On some Windows operating systems (primarily Windows 95, 98, and ME), GetOpenFileName() and GetSaveFileName() (and wrappers of these functions such as MFC’s CFileDialog) will permanently change the process’s current working directory unless the OFN_NOCHANGEDIR option is specified. As you can imagine, this can easily break your application if you ever rely on the current working directory being set to a particular value (such as if you open files using relative paths).

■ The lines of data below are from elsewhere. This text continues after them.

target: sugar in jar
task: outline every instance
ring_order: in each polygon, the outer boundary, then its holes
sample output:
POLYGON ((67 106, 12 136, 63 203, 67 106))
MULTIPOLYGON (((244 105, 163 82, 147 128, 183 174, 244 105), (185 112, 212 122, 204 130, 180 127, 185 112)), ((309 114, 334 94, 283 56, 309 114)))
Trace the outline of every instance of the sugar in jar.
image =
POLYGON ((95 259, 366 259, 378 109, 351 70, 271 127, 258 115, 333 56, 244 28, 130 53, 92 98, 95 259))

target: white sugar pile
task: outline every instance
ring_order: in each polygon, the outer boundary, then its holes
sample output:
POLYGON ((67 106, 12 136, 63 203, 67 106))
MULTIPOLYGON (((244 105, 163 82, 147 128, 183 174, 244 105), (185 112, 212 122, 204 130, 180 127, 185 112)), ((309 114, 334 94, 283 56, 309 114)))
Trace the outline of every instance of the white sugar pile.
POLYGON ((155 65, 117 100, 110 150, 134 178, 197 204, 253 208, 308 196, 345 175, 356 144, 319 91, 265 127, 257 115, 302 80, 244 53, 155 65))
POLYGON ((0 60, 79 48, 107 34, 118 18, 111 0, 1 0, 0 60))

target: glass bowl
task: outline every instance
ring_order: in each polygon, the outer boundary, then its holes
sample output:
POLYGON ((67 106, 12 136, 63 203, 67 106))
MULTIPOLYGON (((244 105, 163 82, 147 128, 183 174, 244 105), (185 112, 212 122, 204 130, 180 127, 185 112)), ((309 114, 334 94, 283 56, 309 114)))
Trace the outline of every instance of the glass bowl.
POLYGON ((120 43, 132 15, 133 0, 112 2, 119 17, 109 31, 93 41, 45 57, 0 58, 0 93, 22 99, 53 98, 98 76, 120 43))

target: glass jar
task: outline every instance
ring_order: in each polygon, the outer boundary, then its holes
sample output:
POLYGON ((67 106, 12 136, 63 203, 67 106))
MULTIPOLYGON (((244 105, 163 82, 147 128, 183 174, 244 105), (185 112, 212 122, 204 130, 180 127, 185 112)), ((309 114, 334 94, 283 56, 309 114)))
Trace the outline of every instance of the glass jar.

Of course, it is best to eliminate any such current working directory assumptions from your application completely.

Be Careful With Bitfields

Consider the following piece of code (adapted from a real-world bug):

BOOL IsDirectory(LPCTSTR strPathName)
{
    DWORD dwAtts = GetFileAttributes(strPathName);
    if (dwAtts == INVALID_FILE_ATTRIBUTES)
        return FALSE;
    return (dwAtts == FILE_ATTRIBUTE_DIRECTORY);
}

This function will work most of the time, but every now and again it will run across a directory which it will claim isn’t one. Why?

The problem is caused because dwAtts is a bitfield (see the GetFileAttributes() documentation). Simple equality comparison isn’t appropriate, as if the directory has any other attributes (such as compressed, hidden, offline, etc.) the comparison will fail.

To test if a bit is set in a bitfield, use code of the form (dwAtts & FILE_ATTRIBUTE_DIRECTORY) == FILE_ATTRIBUTE_DIRECTORY or (dwAtts & FILE_ATTRIBUTE_DIRECTORY) != 0.